FDI isn’t permitted in trusts, aside from risk capital funds which are registered with SEBI and investment vehicle. FDI during a risk capital fund structured as a trust requires approval of the acceptable ad ministry/department identified by the Department of Industrial Policy and Promotions (DIPP). However, FDI investment into a risk capital fund structured as a corporation is permitted under the automated route.

  • Foreign direct investment in partnership firm/proprietorship concern

    • FDI by NRI/PIO with non-repatriation basis

A non-resident Indian (NRI) or an individual of Indian origin, residing outside India can invest within the capital of a firm or a proprietary concern in India on a non-repatriation basis on the subsequent conditions:
a. Amount is invested by inward remittance or out of NRE/FCNR(B)/NRO account maintained with authorised dealers/authorised banks.
b. The firm or proprietary concern isn’t engaged in any agricultural/plantation or land business or medium sector.
c. Amount invested shall not be eligible for repatriation outside India.

  • Investments with repatriation option

NRIs/PIO may seek prior permission of Federal Reserve Bank for investment in sole proprietorship concerns/partnership firms with repatriation option.

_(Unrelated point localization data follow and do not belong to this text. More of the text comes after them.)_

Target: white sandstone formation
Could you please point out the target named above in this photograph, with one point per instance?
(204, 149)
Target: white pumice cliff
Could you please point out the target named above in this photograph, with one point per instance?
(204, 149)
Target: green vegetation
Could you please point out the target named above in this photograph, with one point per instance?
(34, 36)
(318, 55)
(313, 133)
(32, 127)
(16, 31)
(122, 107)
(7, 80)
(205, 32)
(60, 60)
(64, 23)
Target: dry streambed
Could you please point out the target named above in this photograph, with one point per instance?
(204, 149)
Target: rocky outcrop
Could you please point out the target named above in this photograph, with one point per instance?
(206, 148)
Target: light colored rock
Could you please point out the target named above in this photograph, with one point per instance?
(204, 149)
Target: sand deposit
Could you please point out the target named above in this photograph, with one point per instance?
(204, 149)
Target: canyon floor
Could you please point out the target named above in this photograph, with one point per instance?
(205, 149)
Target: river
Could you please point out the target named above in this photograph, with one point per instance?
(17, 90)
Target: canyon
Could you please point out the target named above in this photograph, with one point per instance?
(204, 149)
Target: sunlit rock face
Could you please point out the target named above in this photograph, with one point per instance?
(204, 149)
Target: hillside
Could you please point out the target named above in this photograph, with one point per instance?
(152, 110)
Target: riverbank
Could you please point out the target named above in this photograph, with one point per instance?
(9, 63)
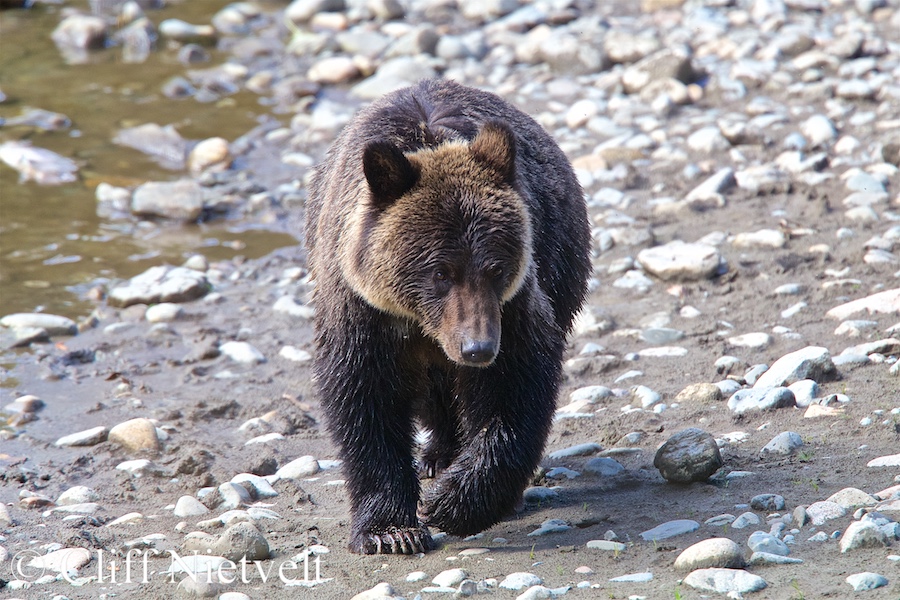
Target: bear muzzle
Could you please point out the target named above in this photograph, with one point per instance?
(478, 352)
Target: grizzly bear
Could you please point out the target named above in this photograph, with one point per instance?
(449, 242)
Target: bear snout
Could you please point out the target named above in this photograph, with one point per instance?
(478, 352)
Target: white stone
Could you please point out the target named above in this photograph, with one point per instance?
(519, 580)
(713, 552)
(242, 352)
(812, 362)
(681, 261)
(52, 324)
(449, 578)
(751, 340)
(164, 312)
(670, 529)
(887, 302)
(725, 581)
(78, 494)
(304, 466)
(188, 506)
(892, 460)
(88, 437)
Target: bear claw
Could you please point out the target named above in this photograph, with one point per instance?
(395, 541)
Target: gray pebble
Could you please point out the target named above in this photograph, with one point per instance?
(783, 444)
(747, 519)
(725, 581)
(862, 534)
(603, 466)
(670, 529)
(714, 552)
(760, 541)
(866, 581)
(690, 455)
(517, 581)
(760, 399)
(767, 502)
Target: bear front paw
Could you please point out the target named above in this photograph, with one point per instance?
(396, 540)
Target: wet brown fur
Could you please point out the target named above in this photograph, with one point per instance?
(449, 242)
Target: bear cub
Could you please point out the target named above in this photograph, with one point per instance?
(449, 241)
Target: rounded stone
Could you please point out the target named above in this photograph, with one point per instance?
(305, 466)
(164, 312)
(136, 435)
(78, 494)
(517, 581)
(725, 581)
(701, 393)
(767, 502)
(188, 506)
(240, 541)
(783, 444)
(714, 552)
(690, 455)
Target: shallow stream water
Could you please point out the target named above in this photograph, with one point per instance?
(53, 246)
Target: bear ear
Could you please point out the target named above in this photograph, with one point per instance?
(495, 145)
(388, 172)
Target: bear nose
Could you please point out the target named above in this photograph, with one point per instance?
(478, 351)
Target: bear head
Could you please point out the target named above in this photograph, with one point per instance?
(443, 237)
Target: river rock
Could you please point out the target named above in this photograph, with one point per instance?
(160, 284)
(767, 502)
(852, 498)
(242, 352)
(163, 144)
(678, 261)
(164, 312)
(701, 393)
(821, 512)
(80, 32)
(517, 581)
(210, 155)
(40, 165)
(188, 506)
(52, 324)
(585, 449)
(761, 541)
(78, 494)
(449, 578)
(670, 529)
(783, 444)
(242, 541)
(176, 200)
(136, 435)
(892, 460)
(382, 591)
(182, 31)
(603, 466)
(690, 455)
(887, 302)
(862, 534)
(862, 582)
(760, 399)
(305, 466)
(88, 437)
(725, 581)
(812, 362)
(663, 64)
(62, 561)
(714, 552)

The procedure, however, will be decided in consultation with the government of India.

  • Investment by non-residents aside from NRIs/PIO

A person resident outside India aside from NRIs/PIO may make an application and seek prior approval of Federal Reserve Bank for creating an investment within the capital of a firm or a proprietorship concern or any association of persons in India. The procedure is going to be decided in consultation with the government of India.

  • Foreign direct investment in companies

As explained earlier, so as to stop cumbersome scrutiny of the venture by Indian regulators and to determine operations faster, it’s going to be advisable to avoid an LLP or trust structure and choose a corporation.

  • Foreign direct investment in start-up companies

A start-up company means a personal company incorporated under the Companies Act, 2013. Start-up companies can issue equity or equity-linked instruments or debt instruments to Foreign Venture Capital Investor (FVCI) against receipt of foreign remittance as per FEMA regulation. Additionally, start-ups can issue convertible notes to an individual resident outside India subject following conditions:
1) A private resident outside India (other than an individual who may be a citizen of Pakistan or Bangladesh or an entity that’s registered/incorporated in Pakistan or Bangladesh) may purchase convertible notes issued by an Indian start-up company for a variety of twenty-five lakh rupees or more during a single tranche.
2) A start-up company engaged during a sector where foreign investment requires government approval may issue convertible notes to a non-resident only with government approval.
3) A start-up company issuing convertible notes to an individual resident outside India shall receive the quantity of consideration by inward remittance through banking channels or by debit to NRE/FCNR(B)/ escrow account maintained by the person concerned in accordance with Foreign Exchange Management (Deposit) Regulations, 2016. Provided such escrow account shall be closed immediately after the wants are completed or within six months whichever is earlier.
4) NRI’s may acquire convertible notes on non-repatriation.
5) An individual resident outside India may acquire or transfer, by way of sale, convertible notes, from or to an individual resident in or outside India provided the transfer takes place in accordance with the pricing guidelines as prescribed by RBI. Prior approval from the govt shall be obtained for such transfers just in case the start-up company is engaged during a sector during which government approval is required.
6) The start-up company issuing convertible notes shall be required to furnish reports as prescribed by RBI.

Conclusion

We studied above briefly the sectors during which the FDI permitted and also how a start-up can leverage these regulations to their growth. The govt of India recently has really been very active in forming, amending, and modifying acts, rules, and exemptions, thus, allowing and permitting FDI in these sectors is one of its such initiatives.